Grizzly bears cannot communicate in English and human beings cannot walk on water. Facts. Plain and simple and easy to prove. Try attempting a conversation with a grizzly or jumping off a ship in mid-Pacific for an afternoon stroll and reality will strike home . . . likely even in deadly fashion.


Herein lies the problematic issue for me: trying to have a mutually beneficial dialogue with an irrational person. Please don’t get me wrong. I’m not claiming that anyone who thinks differently than I is irrational. My problem is when the case in point – whatever it may be – is not one of religious, political, or ethical judgment, but rather when someone refuses to acknowledge or accept irrefutable facts.

So what is one to do? I Googled dealing with irrational people and got 110M hits. Sorry, I don’t have that much time. A spattering of webpages I briefly perused were full of suggestions which mostly focused on maintaining one’s cool and gently nudging the irrational one toward rationality.

Example:

You can work together to come up with a solution that will meet both your needs

and theirs. However, this can only be accomplished if rationality is restored.


Key point: if rationality is restored.
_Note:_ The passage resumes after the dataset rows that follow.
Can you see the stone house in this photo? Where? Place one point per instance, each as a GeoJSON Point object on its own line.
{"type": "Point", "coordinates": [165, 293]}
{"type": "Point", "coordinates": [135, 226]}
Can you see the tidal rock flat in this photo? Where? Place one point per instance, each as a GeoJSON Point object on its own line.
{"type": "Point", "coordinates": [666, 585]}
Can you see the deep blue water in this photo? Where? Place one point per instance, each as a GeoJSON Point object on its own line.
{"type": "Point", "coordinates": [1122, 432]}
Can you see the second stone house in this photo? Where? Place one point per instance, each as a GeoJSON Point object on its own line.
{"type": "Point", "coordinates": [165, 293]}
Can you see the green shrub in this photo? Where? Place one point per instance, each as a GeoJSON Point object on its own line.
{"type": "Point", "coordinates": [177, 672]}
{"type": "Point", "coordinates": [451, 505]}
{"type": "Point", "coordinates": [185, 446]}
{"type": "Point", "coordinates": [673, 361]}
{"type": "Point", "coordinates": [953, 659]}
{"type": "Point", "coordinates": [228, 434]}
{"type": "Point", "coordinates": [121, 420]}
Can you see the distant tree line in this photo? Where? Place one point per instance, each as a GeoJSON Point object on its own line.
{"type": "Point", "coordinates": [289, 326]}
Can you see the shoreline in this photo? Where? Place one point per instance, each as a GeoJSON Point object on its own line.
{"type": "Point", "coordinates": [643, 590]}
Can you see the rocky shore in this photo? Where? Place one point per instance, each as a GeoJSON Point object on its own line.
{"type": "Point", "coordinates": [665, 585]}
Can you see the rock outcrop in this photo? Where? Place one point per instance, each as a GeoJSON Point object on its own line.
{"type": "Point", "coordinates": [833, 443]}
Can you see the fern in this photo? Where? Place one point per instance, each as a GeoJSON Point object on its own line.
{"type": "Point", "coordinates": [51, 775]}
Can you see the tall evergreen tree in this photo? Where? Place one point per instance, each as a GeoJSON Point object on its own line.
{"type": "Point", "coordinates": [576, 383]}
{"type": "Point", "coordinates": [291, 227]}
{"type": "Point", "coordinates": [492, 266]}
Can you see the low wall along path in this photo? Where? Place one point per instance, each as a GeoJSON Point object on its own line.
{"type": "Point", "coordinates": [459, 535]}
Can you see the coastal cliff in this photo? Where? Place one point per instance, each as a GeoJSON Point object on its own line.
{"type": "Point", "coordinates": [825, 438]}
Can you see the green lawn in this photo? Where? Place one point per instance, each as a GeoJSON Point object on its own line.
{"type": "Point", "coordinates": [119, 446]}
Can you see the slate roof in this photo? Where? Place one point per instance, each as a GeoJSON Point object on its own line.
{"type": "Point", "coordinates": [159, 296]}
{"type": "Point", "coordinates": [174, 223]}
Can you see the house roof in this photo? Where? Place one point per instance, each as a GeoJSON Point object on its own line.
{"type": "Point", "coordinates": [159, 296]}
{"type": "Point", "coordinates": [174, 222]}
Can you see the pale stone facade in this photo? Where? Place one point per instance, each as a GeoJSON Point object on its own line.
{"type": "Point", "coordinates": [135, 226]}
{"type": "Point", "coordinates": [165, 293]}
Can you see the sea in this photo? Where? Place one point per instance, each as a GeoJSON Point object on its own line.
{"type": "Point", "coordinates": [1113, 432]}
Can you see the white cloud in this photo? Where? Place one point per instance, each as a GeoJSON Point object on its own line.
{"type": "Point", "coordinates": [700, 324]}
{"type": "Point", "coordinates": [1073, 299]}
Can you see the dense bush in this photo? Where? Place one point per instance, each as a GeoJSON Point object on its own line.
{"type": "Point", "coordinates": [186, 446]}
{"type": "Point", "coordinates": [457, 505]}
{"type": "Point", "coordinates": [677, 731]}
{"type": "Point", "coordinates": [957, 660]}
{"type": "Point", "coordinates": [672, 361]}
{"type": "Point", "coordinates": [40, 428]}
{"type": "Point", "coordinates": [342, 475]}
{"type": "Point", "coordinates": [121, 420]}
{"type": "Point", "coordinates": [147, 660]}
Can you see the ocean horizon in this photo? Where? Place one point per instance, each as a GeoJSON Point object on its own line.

But all too often that doesn’t happen. Irrational people revel is the fact that they are right and everyone else is irrational. I mean, the Earth REALLY IS FLAT!


One article I scanned closed with these words:

Recognize sometimes there is no winning with irrational people. There are some irrational behaviors and beliefs that may not have a resolution. You may have to just walk away.


That works for me. Because I have found that oftentimes it’s simply a futile and unproductive waste of time and energy to use reason, logic, and reality-based thinking in conversation with someone for whom those are simply not operative principles.

Back in my USMC days we used to offer a reason for why Marines beat their heads against brick walls: because it feels so good when you stop.